THE big question is: can Andy Murray beat the man who beat Rafael Nadal on clay?
Just 12 days ago, Nicolas Almagro had the nerve and the guile to do for Nadal at the Barcelona Open and today he faces Murray (pictured) in the second round of the Mutua Madrid Open. Admittedly, this season has not been Nadal’s best – the clay court swing is a month old and he has yet to get his hands on a piece of silverware. He still had to be beaten, though, and Almagro managed it for the first time in his career and at the 11th time of asking.
“Is a different match for sure to play Andy,” Almagro said. “To play against Rafa is a really, really exciting match but tomorrow will be really different. But if I need to take a surface to play against Andy, I prefer to play on clay and in Spain with all my supporters, with everything here is perfect to play against Andy.”

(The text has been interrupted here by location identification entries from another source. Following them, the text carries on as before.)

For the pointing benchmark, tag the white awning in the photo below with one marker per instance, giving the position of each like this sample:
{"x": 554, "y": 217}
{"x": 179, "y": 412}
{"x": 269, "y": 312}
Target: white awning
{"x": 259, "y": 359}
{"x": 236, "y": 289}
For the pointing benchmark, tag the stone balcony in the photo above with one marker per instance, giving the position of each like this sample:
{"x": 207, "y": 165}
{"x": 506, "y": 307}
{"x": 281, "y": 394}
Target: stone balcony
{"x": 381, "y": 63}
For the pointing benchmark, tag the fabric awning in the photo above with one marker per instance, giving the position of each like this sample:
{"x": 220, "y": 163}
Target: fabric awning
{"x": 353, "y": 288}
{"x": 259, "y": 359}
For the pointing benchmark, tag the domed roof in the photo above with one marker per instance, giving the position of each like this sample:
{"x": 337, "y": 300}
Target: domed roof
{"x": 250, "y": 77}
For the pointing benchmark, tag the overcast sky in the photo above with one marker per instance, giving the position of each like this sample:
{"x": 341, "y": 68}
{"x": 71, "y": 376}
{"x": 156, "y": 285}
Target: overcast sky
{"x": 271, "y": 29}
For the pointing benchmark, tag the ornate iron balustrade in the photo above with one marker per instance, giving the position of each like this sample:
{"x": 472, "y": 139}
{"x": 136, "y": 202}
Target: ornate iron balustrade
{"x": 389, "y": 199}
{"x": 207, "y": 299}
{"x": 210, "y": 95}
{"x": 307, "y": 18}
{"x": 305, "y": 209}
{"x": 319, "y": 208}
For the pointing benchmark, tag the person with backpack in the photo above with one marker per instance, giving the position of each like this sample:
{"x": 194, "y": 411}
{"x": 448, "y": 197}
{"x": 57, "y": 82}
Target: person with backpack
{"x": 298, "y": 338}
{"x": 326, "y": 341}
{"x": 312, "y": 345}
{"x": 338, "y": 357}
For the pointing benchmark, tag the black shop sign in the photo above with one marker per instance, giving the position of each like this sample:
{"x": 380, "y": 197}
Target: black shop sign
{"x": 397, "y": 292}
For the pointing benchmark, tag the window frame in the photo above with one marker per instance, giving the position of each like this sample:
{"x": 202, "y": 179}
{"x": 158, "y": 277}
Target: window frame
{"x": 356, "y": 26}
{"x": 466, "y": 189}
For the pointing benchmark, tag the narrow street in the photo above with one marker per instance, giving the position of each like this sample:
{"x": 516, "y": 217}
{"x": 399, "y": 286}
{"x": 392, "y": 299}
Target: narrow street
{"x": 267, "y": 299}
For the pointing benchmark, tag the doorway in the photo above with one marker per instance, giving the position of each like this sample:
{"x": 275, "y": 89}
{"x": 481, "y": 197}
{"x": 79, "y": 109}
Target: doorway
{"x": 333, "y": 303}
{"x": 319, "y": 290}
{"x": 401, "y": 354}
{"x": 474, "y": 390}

Murray has prepared long and hard for today. Since playing in the Davis Cup tie in Naples at the beginning of April, he has been training and practising in London, Paris and Valencia to get as much court time on the clay as he can.

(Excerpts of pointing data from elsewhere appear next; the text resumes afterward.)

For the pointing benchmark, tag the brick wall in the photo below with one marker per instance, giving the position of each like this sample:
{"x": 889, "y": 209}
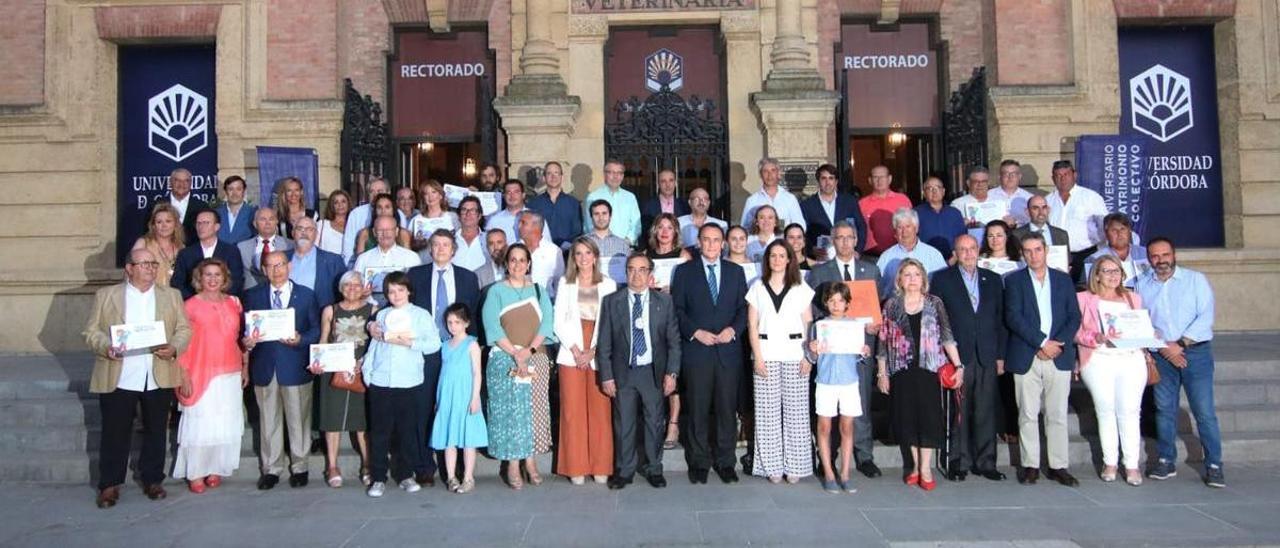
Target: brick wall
{"x": 302, "y": 50}
{"x": 22, "y": 39}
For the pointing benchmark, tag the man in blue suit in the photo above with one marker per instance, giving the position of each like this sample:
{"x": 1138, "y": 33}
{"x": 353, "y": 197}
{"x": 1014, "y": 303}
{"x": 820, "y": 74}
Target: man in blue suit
{"x": 827, "y": 208}
{"x": 278, "y": 370}
{"x": 1042, "y": 315}
{"x": 435, "y": 286}
{"x": 208, "y": 246}
{"x": 711, "y": 305}
{"x": 311, "y": 266}
{"x": 237, "y": 215}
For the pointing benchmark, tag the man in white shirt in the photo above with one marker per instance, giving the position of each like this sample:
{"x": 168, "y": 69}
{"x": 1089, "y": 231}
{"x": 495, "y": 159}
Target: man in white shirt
{"x": 547, "y": 263}
{"x": 1079, "y": 211}
{"x": 1010, "y": 190}
{"x": 773, "y": 195}
{"x": 383, "y": 259}
{"x": 359, "y": 218}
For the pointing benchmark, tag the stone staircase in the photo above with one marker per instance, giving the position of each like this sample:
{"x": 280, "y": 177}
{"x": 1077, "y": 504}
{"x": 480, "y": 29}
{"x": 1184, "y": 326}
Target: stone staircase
{"x": 49, "y": 424}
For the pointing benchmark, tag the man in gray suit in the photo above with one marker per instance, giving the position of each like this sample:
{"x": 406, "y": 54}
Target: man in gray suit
{"x": 638, "y": 355}
{"x": 846, "y": 268}
{"x": 266, "y": 241}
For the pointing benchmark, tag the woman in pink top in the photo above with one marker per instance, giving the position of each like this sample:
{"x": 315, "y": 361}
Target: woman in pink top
{"x": 1116, "y": 377}
{"x": 213, "y": 377}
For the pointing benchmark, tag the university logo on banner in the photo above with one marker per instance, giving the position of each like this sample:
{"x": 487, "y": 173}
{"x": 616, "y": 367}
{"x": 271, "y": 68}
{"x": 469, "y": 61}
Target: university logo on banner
{"x": 663, "y": 68}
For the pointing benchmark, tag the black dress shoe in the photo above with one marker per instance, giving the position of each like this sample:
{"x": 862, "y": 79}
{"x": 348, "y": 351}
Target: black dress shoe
{"x": 1028, "y": 476}
{"x": 268, "y": 482}
{"x": 696, "y": 475}
{"x": 995, "y": 475}
{"x": 1063, "y": 476}
{"x": 618, "y": 482}
{"x": 727, "y": 474}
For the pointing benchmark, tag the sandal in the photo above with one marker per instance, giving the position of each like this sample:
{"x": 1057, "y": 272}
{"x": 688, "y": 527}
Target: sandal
{"x": 672, "y": 439}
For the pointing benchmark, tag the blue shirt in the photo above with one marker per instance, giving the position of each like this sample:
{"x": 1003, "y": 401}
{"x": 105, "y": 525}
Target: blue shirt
{"x": 398, "y": 366}
{"x": 888, "y": 261}
{"x": 1180, "y": 306}
{"x": 625, "y": 222}
{"x": 563, "y": 217}
{"x": 940, "y": 228}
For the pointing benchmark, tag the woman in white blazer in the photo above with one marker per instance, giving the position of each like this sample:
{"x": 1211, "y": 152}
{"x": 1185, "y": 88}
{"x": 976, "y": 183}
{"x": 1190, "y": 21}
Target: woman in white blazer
{"x": 585, "y": 444}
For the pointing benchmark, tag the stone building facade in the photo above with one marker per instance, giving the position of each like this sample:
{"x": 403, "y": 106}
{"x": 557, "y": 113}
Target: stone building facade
{"x": 1051, "y": 73}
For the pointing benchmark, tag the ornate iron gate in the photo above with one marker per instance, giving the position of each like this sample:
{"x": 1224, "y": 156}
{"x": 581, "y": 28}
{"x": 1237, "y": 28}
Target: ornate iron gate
{"x": 365, "y": 150}
{"x": 666, "y": 131}
{"x": 964, "y": 128}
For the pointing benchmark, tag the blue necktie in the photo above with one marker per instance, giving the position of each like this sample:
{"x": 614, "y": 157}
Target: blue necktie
{"x": 712, "y": 283}
{"x": 442, "y": 301}
{"x": 638, "y": 346}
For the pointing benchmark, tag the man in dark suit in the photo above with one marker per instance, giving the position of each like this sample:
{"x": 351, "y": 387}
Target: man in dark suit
{"x": 435, "y": 286}
{"x": 828, "y": 206}
{"x": 1042, "y": 315}
{"x": 255, "y": 250}
{"x": 849, "y": 266}
{"x": 976, "y": 305}
{"x": 666, "y": 201}
{"x": 638, "y": 354}
{"x": 711, "y": 305}
{"x": 278, "y": 370}
{"x": 315, "y": 268}
{"x": 208, "y": 224}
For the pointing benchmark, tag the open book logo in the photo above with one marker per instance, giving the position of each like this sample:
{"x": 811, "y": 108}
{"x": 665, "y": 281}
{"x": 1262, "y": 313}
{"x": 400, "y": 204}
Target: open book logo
{"x": 1161, "y": 103}
{"x": 178, "y": 123}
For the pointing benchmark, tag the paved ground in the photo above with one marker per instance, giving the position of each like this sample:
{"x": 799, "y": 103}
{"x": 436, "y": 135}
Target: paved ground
{"x": 883, "y": 512}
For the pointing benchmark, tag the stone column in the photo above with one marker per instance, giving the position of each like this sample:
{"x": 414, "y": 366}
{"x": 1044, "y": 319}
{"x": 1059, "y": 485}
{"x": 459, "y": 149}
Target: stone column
{"x": 536, "y": 110}
{"x": 795, "y": 108}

“I practised a bit on the clay courts at Wimbledon,” Murray said. “Practised with quite a few of the doubles guys: Ross [Hutchins] and Colin [Fleming]; practised with my brother and Jamie Delgado and John Peers a little bit. Then headed over to Valencia to start practising. I practised with Andujar, Battista, Ferrer a little bit. Donskoy. So some good guys to practise with there in perfect conditions.”
Almagro needed 11 match points to beat Andrey Golubev 6-3, 6-7, 7-6 yesterday and seemed to struggle with a foot injury. He has only played the Scot four times with his sole win coming on clay at Roland Garros but that was six years ago.
If Murray can push on to the quarter-finals, he will find the draw has opened up invitingly. Roger Federer, his scheduled opponent in the last eight, withdrew yesterday to stay at home with his wife, Mirka, who is due to give birth to their third child. Federer’s place was taken by world No 78 Lukasz Kubot.